Hudson hadn't pitched since June 26, 2012, when he originally tore his ulnar collateral ligament. He underwent surgery 15 days later, performed by the late Dr. Lewis Yocum. Hudson tore the ligament again during a rehab start with Double-A Mobile on June 4, 2013, and was operated on two weeks later by Dr. James Andrews.

Collmenter (10-7) won his third straight start, holding San Diego to one run and five hits in seven innings. He struck out three and walked two.

Peralta tripled in Owings in the first.

MORE CASHNER

The Padres' righty has received just 22 runs of support in 94 1-3 innings. His average of 2.1 runs of support is the lowest in the majors among pitchers with 75-plus innings. He has allowed two or fewer earned runs in 16 straight starts at Petco Park, extending the franchise record.

BIG LEAGUE DEBUTS

Padres reliever Leonel Campos made his major league debut when he entered with one out in the eighth, retiring both batters he faced. R.J. Alvarez then made his big league debut when he entered to start the ninth. He allowed one run and one hit with two walks in two-thirds of an inning.

TRAINER'S ROOM

Diamondbacks: Doug Brocail, Mike Lincoln and Denny Stark are the other pitchers who had Tommy John surgery in consecutive seasons and returned to the big leagues.

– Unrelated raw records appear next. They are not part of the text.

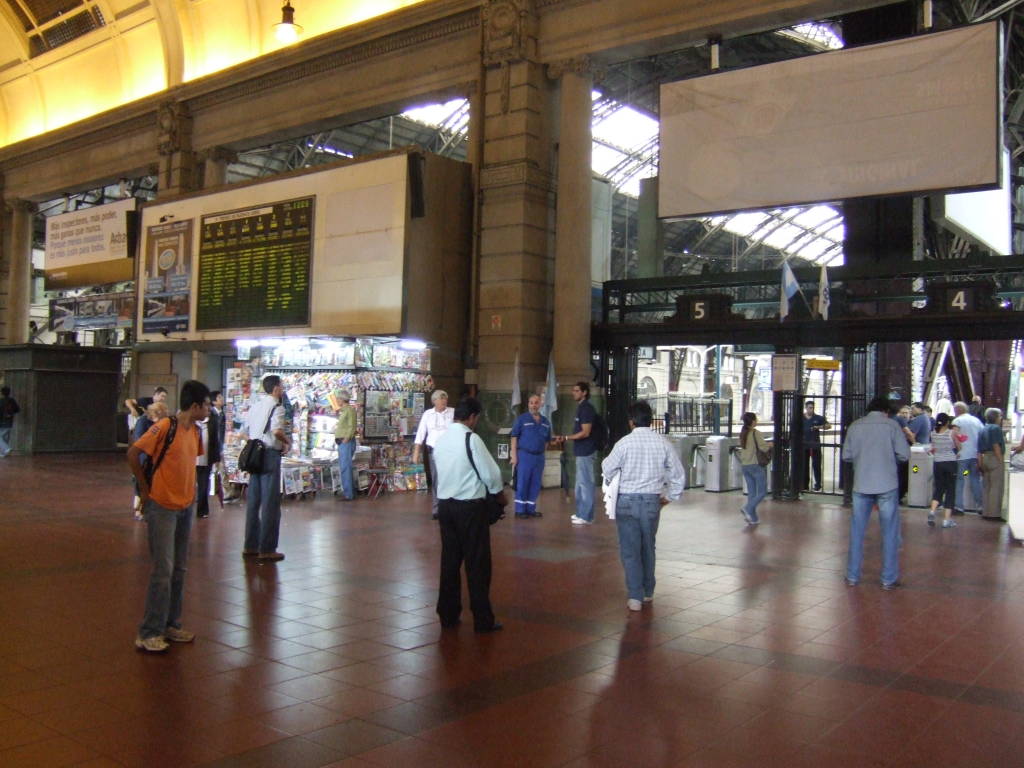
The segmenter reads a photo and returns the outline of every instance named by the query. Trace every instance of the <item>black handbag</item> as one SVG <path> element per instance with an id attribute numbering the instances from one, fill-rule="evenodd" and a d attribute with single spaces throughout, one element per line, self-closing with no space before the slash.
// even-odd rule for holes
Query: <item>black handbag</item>
<path id="1" fill-rule="evenodd" d="M 472 432 L 466 433 L 466 455 L 469 457 L 469 465 L 476 472 L 476 479 L 484 487 L 484 507 L 487 509 L 487 520 L 491 525 L 494 525 L 505 516 L 505 496 L 504 494 L 491 493 L 487 490 L 487 483 L 480 477 L 480 470 L 476 468 L 476 462 L 473 461 L 473 451 L 469 448 L 469 439 L 472 436 Z"/>
<path id="2" fill-rule="evenodd" d="M 267 416 L 267 426 L 263 428 L 261 435 L 266 434 L 267 430 L 270 429 L 270 420 L 274 418 L 274 410 L 277 408 L 275 405 L 270 409 L 270 415 Z M 263 472 L 263 457 L 267 453 L 267 446 L 258 437 L 250 438 L 246 441 L 245 445 L 242 446 L 242 452 L 238 454 L 238 468 L 243 472 L 248 472 L 250 475 L 258 475 Z"/>

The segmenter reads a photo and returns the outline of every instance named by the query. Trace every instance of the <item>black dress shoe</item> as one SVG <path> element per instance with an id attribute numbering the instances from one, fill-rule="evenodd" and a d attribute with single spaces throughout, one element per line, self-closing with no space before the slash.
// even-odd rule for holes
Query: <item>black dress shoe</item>
<path id="1" fill-rule="evenodd" d="M 531 512 L 530 517 L 544 517 L 543 512 Z"/>
<path id="2" fill-rule="evenodd" d="M 430 519 L 431 519 L 431 520 L 437 520 L 437 512 L 435 512 L 434 514 L 432 514 L 432 515 L 430 516 Z"/>
<path id="3" fill-rule="evenodd" d="M 475 627 L 473 631 L 476 632 L 478 635 L 484 635 L 488 632 L 497 632 L 500 629 L 502 629 L 503 626 L 504 625 L 500 621 L 496 621 L 489 627 Z"/>
<path id="4" fill-rule="evenodd" d="M 455 629 L 455 627 L 459 626 L 461 623 L 462 619 L 456 619 L 455 621 L 442 621 L 441 627 L 443 629 Z"/>

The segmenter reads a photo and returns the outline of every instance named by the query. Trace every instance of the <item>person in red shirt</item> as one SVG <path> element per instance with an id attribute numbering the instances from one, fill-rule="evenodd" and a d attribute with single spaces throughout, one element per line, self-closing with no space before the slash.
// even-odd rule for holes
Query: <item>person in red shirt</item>
<path id="1" fill-rule="evenodd" d="M 168 641 L 195 639 L 181 628 L 181 603 L 194 517 L 196 457 L 203 452 L 196 422 L 210 415 L 210 390 L 202 382 L 186 381 L 179 406 L 176 416 L 161 419 L 128 448 L 128 466 L 138 483 L 153 558 L 146 610 L 135 638 L 135 647 L 148 653 L 166 651 Z M 143 453 L 153 467 L 150 477 L 139 463 Z"/>

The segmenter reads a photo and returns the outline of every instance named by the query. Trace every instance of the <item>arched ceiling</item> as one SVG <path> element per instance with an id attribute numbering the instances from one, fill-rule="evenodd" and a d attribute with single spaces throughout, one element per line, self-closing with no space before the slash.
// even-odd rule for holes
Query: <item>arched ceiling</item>
<path id="1" fill-rule="evenodd" d="M 424 0 L 293 0 L 302 40 Z M 281 0 L 0 0 L 0 146 L 272 53 Z"/>

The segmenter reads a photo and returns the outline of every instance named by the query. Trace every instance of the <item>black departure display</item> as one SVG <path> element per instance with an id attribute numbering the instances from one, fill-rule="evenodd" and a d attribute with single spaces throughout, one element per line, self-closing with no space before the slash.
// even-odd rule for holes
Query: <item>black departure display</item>
<path id="1" fill-rule="evenodd" d="M 309 324 L 315 200 L 202 217 L 196 330 Z"/>

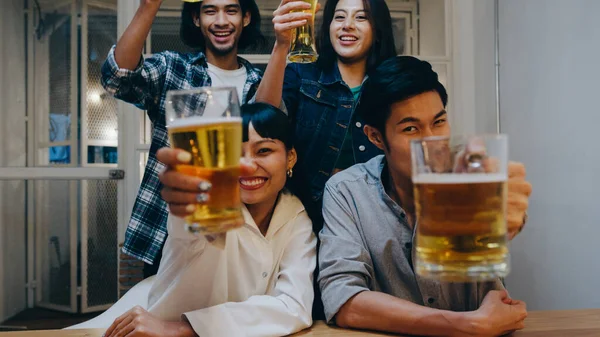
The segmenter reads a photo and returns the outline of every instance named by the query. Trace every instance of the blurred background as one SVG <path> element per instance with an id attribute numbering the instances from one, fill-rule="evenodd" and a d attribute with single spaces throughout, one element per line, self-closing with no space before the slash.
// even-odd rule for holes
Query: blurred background
<path id="1" fill-rule="evenodd" d="M 322 1 L 323 2 L 323 1 Z M 0 325 L 61 328 L 142 279 L 119 245 L 152 125 L 100 84 L 136 0 L 0 2 Z M 279 0 L 257 0 L 269 42 Z M 387 0 L 398 52 L 431 62 L 455 133 L 502 132 L 534 186 L 507 286 L 530 310 L 600 307 L 597 0 Z M 145 54 L 188 51 L 165 0 Z M 317 26 L 320 16 L 317 18 Z"/>

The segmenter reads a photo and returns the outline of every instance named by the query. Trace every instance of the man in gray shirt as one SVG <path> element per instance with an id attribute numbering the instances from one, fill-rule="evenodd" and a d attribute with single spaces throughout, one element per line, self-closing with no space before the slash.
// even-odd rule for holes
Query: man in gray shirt
<path id="1" fill-rule="evenodd" d="M 424 336 L 499 336 L 522 329 L 525 303 L 500 280 L 439 283 L 413 268 L 410 141 L 449 136 L 448 96 L 427 62 L 395 57 L 365 84 L 359 113 L 385 155 L 333 176 L 323 196 L 319 279 L 328 322 Z M 510 237 L 523 226 L 531 185 L 509 167 Z M 516 220 L 515 220 L 516 219 Z"/>

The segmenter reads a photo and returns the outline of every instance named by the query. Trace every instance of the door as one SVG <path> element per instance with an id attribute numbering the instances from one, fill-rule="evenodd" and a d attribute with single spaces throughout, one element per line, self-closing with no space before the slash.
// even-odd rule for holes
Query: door
<path id="1" fill-rule="evenodd" d="M 104 310 L 118 299 L 119 223 L 128 211 L 119 207 L 126 122 L 100 84 L 117 39 L 116 1 L 29 3 L 26 102 L 13 117 L 23 132 L 0 150 L 26 145 L 0 161 L 0 197 L 3 206 L 12 201 L 0 225 L 24 233 L 28 307 Z"/>

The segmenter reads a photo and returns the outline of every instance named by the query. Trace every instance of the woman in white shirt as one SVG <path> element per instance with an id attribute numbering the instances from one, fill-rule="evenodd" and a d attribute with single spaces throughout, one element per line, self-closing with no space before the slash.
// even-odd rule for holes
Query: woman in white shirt
<path id="1" fill-rule="evenodd" d="M 107 311 L 123 314 L 110 320 L 106 337 L 284 336 L 312 324 L 317 241 L 302 203 L 284 187 L 296 163 L 292 128 L 267 104 L 246 105 L 242 115 L 245 225 L 217 237 L 190 234 L 172 214 L 197 196 L 171 193 L 181 186 L 163 175 L 172 213 L 158 274 L 114 307 L 138 306 Z M 181 152 L 168 153 L 181 160 Z"/>

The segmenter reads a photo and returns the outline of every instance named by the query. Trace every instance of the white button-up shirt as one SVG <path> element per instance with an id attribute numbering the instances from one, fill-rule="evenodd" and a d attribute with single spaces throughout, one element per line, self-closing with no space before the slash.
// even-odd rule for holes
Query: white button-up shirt
<path id="1" fill-rule="evenodd" d="M 184 315 L 202 337 L 284 336 L 309 327 L 317 241 L 304 206 L 282 193 L 266 236 L 245 208 L 244 218 L 218 245 L 169 217 L 148 311 L 165 320 Z"/>

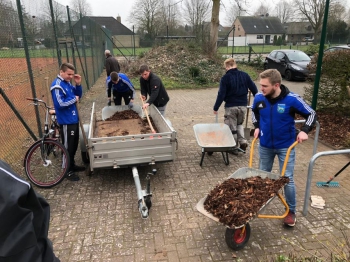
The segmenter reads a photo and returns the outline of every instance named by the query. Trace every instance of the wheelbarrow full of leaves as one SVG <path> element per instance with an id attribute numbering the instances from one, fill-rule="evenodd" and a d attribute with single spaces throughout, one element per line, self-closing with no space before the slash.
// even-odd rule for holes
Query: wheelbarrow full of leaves
<path id="1" fill-rule="evenodd" d="M 280 190 L 289 182 L 284 177 L 290 151 L 297 145 L 295 142 L 287 151 L 281 174 L 273 174 L 252 168 L 254 143 L 250 150 L 249 167 L 243 167 L 217 185 L 196 205 L 197 210 L 214 221 L 224 224 L 227 229 L 225 240 L 233 250 L 242 249 L 250 237 L 249 221 L 258 218 L 285 218 L 289 207 Z M 262 214 L 265 207 L 278 197 L 285 206 L 282 215 Z"/>

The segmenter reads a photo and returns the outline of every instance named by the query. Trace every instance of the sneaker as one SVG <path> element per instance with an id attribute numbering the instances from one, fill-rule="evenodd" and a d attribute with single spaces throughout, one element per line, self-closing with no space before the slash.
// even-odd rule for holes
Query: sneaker
<path id="1" fill-rule="evenodd" d="M 246 144 L 246 143 L 239 145 L 239 148 L 242 149 L 244 152 L 247 149 L 247 147 L 248 147 L 248 144 Z"/>
<path id="2" fill-rule="evenodd" d="M 289 211 L 288 215 L 284 218 L 283 223 L 286 226 L 294 227 L 296 221 L 297 218 L 295 217 L 295 214 Z"/>
<path id="3" fill-rule="evenodd" d="M 85 166 L 77 166 L 77 165 L 74 165 L 73 167 L 70 168 L 70 170 L 72 170 L 72 171 L 74 171 L 74 172 L 85 171 Z"/>
<path id="4" fill-rule="evenodd" d="M 75 174 L 73 171 L 69 171 L 66 175 L 66 178 L 70 181 L 79 181 L 80 178 L 77 174 Z"/>

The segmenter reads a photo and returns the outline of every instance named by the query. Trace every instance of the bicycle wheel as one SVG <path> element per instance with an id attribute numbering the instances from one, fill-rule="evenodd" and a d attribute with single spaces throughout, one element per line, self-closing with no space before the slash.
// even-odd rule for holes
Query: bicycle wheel
<path id="1" fill-rule="evenodd" d="M 26 175 L 38 187 L 49 188 L 59 184 L 68 167 L 67 149 L 53 139 L 35 142 L 24 159 Z"/>

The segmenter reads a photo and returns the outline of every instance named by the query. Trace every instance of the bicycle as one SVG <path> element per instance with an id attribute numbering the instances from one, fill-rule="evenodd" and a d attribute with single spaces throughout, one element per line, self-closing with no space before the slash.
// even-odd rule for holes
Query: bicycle
<path id="1" fill-rule="evenodd" d="M 50 188 L 64 179 L 69 167 L 69 154 L 59 141 L 59 124 L 54 109 L 37 98 L 27 98 L 33 105 L 45 108 L 44 135 L 34 142 L 24 158 L 24 169 L 28 179 L 36 186 Z M 49 123 L 51 116 L 51 123 Z M 50 127 L 50 128 L 49 128 Z"/>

Padres: Black said SS Everth Cabrera's balky hamstring isn't quite ready for him to be sent out on a rehab assignment.

UP NEXT

Diamondbacks: Randall Delgado (2-3, 5.85 ERA) will make his first start since April 10 at San Francisco. He's made two relief appearances against San Diego this season.

Padres: Ian Kennedy (10-11, 3.65) faces his old teammates for the third time this year and fifth time since he was traded from Arizona to San Diego last season.